Scraping different kinds of images


#1

Has anyone experience with scraping different invoices (images) and then setting the rules to read varibales from it? The problem is that there are 15 different kinds of invoices and these variables are on different areas on each invoice. Is there a way how the robot recognizes on which kind of invoice it is? Lets say based on what it looks like. Or the only way is to identify key words?


#2

I maybe wrong. But just give this a try.

  1. for every type of PDF that is visually similar, you can have a unique identifier (which can be the same image at different locations or completely different images in each or texts)

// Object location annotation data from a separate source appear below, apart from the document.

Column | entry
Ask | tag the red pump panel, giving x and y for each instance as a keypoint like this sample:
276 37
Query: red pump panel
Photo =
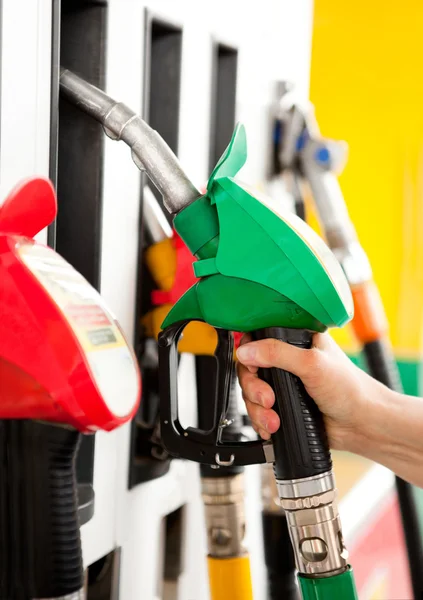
63 356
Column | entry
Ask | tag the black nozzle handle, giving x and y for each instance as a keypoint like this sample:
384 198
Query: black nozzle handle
40 546
300 445
206 375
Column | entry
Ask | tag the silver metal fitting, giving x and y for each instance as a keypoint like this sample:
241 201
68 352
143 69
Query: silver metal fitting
269 490
306 487
314 525
353 260
223 499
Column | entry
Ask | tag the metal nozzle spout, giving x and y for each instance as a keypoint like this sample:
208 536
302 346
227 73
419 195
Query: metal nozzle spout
149 151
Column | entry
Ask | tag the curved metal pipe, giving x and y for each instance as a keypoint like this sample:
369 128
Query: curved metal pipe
149 151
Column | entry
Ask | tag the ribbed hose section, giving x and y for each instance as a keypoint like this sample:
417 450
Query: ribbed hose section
40 547
382 366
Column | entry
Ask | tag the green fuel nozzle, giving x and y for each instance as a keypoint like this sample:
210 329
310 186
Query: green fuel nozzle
261 271
266 272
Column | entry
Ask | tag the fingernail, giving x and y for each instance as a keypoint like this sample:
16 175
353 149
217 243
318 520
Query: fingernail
246 353
264 425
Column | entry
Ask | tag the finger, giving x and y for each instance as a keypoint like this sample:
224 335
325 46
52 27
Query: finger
274 353
255 390
263 418
264 434
246 337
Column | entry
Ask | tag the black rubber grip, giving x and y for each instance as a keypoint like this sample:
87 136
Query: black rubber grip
40 547
206 375
381 364
279 558
300 444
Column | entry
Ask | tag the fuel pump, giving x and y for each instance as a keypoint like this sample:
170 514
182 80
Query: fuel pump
66 369
307 159
282 282
170 263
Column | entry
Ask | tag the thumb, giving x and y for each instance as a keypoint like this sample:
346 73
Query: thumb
274 353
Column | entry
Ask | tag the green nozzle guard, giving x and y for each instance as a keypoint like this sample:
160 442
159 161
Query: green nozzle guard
259 267
338 587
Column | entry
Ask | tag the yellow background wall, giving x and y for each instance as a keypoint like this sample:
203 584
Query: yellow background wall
367 86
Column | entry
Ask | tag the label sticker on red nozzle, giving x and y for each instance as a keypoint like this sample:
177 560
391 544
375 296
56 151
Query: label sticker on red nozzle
108 355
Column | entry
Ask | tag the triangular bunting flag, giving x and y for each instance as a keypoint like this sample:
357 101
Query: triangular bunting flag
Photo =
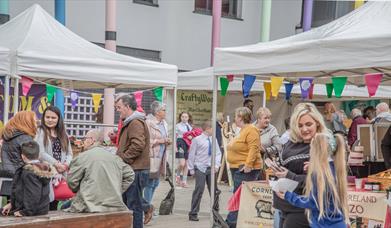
158 92
138 95
96 97
373 81
50 91
224 82
288 90
305 85
268 89
329 89
338 84
276 83
247 84
74 99
26 85
230 77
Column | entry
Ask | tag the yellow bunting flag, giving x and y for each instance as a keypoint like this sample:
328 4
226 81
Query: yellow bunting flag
96 100
268 88
276 83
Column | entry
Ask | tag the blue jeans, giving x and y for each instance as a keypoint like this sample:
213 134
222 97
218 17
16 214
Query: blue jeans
238 178
133 197
152 184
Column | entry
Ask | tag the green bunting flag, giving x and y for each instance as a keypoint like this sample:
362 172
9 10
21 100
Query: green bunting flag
224 82
339 84
158 92
50 91
329 88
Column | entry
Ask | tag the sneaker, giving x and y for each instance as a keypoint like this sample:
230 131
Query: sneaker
148 215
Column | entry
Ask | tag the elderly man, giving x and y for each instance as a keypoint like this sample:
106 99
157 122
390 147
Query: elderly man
357 120
98 178
133 148
383 114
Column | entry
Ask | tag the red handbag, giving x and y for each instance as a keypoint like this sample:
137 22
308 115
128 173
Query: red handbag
62 191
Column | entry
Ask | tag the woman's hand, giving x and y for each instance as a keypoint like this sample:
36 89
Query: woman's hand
282 173
6 209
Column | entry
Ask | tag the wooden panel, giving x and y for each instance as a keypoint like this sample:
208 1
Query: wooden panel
60 219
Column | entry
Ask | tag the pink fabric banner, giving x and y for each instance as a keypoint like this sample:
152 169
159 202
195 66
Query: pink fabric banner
26 85
373 81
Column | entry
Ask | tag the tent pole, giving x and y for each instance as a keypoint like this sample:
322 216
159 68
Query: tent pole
6 98
16 96
213 157
173 140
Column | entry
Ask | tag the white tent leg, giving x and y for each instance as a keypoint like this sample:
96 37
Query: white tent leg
212 169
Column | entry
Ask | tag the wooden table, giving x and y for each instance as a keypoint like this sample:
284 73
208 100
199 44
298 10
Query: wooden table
60 219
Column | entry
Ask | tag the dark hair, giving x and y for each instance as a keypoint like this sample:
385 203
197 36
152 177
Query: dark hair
190 117
246 101
30 149
369 112
60 128
129 100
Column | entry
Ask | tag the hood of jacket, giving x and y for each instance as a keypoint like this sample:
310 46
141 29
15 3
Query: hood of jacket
42 169
135 115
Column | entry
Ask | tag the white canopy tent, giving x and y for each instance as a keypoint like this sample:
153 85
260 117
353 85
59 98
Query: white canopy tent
353 45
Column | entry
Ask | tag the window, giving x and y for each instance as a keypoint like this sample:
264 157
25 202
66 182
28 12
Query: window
229 8
147 2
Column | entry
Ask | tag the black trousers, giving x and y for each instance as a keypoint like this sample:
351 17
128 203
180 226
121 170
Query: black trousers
293 220
202 178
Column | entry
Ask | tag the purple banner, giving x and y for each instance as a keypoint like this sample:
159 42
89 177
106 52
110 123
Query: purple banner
35 100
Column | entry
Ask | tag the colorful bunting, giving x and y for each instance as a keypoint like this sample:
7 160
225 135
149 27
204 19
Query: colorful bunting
50 91
372 81
276 83
268 89
74 99
247 84
96 97
138 95
338 84
288 90
305 85
230 77
224 82
158 92
26 85
329 89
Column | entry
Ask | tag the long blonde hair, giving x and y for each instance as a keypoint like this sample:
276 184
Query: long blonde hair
327 184
301 110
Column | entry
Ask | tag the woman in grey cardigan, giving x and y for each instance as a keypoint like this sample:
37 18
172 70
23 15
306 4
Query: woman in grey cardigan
54 145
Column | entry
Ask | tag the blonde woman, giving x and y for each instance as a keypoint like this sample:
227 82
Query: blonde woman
306 122
325 195
243 154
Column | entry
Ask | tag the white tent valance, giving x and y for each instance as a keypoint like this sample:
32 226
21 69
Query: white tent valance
43 47
355 44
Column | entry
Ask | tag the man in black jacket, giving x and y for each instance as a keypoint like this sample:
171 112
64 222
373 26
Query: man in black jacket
30 186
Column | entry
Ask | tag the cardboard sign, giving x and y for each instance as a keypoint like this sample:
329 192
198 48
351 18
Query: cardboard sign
255 208
367 209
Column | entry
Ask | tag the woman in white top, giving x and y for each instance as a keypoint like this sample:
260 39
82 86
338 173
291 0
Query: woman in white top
184 125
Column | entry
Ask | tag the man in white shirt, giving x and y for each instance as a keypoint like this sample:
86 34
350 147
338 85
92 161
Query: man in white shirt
199 163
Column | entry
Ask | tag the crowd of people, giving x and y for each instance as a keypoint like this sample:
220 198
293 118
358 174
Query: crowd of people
38 156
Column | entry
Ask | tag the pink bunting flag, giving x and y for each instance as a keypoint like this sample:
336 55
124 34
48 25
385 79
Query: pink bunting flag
138 95
26 85
373 81
230 77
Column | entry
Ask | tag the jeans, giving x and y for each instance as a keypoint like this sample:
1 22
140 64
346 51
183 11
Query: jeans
238 178
133 197
152 184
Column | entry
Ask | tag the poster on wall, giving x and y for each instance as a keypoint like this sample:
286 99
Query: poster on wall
367 209
35 100
255 208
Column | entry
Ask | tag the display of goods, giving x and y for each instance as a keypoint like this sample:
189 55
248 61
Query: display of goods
384 178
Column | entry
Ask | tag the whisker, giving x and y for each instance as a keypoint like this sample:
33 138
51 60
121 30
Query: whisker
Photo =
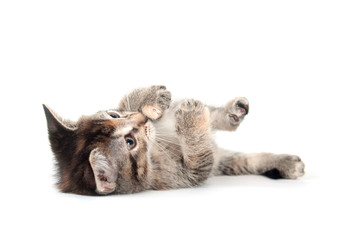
168 140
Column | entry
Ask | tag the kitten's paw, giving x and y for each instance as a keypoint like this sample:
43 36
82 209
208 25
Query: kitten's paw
192 115
290 166
159 100
237 109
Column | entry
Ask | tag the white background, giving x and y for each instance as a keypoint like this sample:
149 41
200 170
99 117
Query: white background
290 58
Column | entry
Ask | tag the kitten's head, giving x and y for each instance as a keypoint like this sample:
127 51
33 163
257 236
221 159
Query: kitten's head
102 153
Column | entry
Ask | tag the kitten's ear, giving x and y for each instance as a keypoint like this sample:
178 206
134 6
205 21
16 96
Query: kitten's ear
104 170
55 123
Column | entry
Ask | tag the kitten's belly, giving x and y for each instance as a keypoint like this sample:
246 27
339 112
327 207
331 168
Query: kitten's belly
166 124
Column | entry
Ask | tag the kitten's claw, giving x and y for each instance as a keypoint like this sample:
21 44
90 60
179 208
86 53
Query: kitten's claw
237 109
159 101
290 166
192 115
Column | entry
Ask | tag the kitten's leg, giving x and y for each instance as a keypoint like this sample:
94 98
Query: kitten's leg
229 117
151 101
193 129
268 164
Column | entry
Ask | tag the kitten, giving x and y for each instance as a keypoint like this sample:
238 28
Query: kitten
149 142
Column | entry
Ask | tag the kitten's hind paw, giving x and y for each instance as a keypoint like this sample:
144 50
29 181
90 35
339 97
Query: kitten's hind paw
237 109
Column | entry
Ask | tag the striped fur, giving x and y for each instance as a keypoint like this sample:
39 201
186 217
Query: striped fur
122 151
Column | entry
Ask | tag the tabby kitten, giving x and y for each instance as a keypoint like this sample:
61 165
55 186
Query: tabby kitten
149 142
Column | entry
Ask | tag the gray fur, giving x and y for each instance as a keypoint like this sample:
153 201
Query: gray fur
184 153
174 150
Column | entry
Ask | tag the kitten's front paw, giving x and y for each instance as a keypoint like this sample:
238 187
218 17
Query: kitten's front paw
192 115
159 100
237 109
290 166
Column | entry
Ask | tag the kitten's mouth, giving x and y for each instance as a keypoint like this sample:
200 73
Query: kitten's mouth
236 118
243 108
149 129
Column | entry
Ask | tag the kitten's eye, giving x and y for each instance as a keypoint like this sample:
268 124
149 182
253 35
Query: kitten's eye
130 142
113 114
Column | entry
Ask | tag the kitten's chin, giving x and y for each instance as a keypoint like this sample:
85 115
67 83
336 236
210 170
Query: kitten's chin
149 131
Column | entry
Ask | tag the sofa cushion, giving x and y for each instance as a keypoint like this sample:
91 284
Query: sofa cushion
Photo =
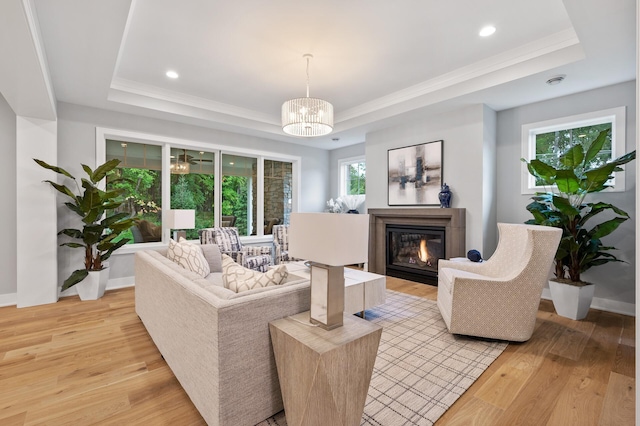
214 258
238 278
189 256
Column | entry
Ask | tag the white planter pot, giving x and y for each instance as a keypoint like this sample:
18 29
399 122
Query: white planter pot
571 301
92 287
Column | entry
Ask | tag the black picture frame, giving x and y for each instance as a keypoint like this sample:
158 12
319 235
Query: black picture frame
415 174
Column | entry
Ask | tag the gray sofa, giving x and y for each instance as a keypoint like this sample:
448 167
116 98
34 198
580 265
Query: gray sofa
216 341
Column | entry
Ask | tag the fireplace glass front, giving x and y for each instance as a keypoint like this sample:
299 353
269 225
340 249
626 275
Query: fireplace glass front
413 252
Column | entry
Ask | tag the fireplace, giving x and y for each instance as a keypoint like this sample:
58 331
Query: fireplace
446 225
413 252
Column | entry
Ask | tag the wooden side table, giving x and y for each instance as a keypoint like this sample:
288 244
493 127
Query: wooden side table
324 374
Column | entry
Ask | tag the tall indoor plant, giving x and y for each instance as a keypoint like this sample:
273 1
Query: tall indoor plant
577 174
99 232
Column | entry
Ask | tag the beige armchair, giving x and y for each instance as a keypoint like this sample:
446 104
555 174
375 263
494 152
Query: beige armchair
499 298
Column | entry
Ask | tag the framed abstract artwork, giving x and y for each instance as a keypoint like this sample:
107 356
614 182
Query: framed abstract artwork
415 174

  2. For an example, if we have two types. In one, we have the logo at the left top and the other right top. Here we can find image-> imagefound.GetAbsolutePosition() can be used as parameters to differentiate between the two PDF types.


#3

Thank you very much.

The problem is that there is only text on them. But the form is very different.


#4

Did you try using unique form element as an identifier?


#5

No I have not. WHat is that?


#6

I’m pretty sure thare are parts of the invoices that are similar enough to find the “type”. But it’s very hard to tell without examples. Could you upload 2-3 examples of a single type of invoice?


#7

Unique form element can be anything that is unique to a particular form.
The first question in one type can be name and it can be the unique identifier.
In another type the first question could be Age.

So you will have to analyse the PDFs and first find an identifier before trying to automate.